Patterson Nick, Price Alkes L, Reich David
Broad Institute of Harvard and MIT, Cambridge, Massachusetts, United States of America.
PLoS Genet. 2006 Dec;2(12):e190. doi: 10.1371/journal.pgen.0020190.
Current methods for inferring population structure from genetic data do not provide formal significance tests for population differentiation. We discuss an approach to studying population structure (principal components analysis) that was first applied to genetic data by Cavalli-Sforza and colleagues. We place the method on a solid statistical footing, using results from modern statistics to develop formal significance tests. We also uncover a general "phase change" phenomenon about the ability to detect structure in genetic data, which emerges from the statistical theory we use, and has an important implication for the ability to discover structure in genetic data: for a fixed but large dataset size, divergence between two populations (as measured, for example, by a statistic like FST) below a threshold is essentially undetectable, but a little above threshold, detection will be easy. This means that we can predict the dataset size needed to detect structure.

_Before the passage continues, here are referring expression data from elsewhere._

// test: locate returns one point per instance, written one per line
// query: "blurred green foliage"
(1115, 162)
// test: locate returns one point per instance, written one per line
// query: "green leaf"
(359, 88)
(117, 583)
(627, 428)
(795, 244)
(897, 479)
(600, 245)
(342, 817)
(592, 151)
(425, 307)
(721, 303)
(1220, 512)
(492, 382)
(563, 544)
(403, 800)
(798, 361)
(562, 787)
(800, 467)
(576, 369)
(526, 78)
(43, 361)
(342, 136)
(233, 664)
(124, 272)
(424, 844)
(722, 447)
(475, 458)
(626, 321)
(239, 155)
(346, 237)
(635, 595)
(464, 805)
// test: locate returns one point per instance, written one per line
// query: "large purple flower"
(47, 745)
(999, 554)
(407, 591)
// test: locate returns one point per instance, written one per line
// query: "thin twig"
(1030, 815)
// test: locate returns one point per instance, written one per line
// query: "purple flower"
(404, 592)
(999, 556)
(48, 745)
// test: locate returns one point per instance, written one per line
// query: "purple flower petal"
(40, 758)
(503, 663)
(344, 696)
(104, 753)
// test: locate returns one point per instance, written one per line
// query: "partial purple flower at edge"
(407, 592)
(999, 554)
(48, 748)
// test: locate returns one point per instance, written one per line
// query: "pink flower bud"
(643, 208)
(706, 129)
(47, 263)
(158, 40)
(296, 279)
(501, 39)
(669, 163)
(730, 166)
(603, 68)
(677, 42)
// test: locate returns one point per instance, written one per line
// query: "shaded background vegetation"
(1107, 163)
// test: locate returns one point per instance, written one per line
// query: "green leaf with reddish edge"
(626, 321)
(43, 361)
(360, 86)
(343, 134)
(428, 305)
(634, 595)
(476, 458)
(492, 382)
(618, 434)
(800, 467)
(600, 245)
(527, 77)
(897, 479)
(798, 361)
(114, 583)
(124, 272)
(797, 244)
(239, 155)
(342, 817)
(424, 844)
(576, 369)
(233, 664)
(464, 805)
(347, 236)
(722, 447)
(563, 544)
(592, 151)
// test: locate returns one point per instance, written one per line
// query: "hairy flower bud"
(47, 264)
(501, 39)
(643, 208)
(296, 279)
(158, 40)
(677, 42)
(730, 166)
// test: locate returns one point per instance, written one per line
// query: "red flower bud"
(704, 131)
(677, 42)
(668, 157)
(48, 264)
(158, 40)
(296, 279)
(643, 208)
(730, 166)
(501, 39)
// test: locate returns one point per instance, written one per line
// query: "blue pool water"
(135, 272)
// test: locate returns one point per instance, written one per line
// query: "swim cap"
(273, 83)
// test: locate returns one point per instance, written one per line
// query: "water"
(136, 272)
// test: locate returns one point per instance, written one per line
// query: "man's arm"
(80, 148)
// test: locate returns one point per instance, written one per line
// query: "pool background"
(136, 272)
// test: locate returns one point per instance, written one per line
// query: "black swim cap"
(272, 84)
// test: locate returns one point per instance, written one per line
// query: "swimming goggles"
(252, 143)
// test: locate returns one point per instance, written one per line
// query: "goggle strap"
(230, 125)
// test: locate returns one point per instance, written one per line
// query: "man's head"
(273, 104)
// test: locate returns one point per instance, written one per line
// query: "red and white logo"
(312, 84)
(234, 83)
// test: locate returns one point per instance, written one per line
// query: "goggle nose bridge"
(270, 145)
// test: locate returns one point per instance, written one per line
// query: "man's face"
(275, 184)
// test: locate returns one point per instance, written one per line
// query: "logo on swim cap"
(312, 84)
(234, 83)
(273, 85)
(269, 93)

目前从基因数据推断群体结构的方法并未提供针对群体分化的形式化显著性检验。我们讨论一种研究群体结构的方法(主成分分析),该方法最初由卡瓦利 - 斯福扎及其同事应用于基因数据。我们利用现代统计学的结果来开发形式化显著性检验,从而将该方法置于坚实的统计基础之上。我们还揭示了一个关于在基因数据中检测结构能力的普遍“相变”现象,这一现象源自我们所使用的统计理论,并且对于在基因数据中发现结构的能力具有重要意义:对于固定但较大的数据集规模,两个群体之间的差异(例如,通过像FST这样的统计量来衡量)低于某个阈值时基本上无法检测到,但略高于阈值时,检测就会很容易。这意味着我们可以预测检测结构所需的数据集规模。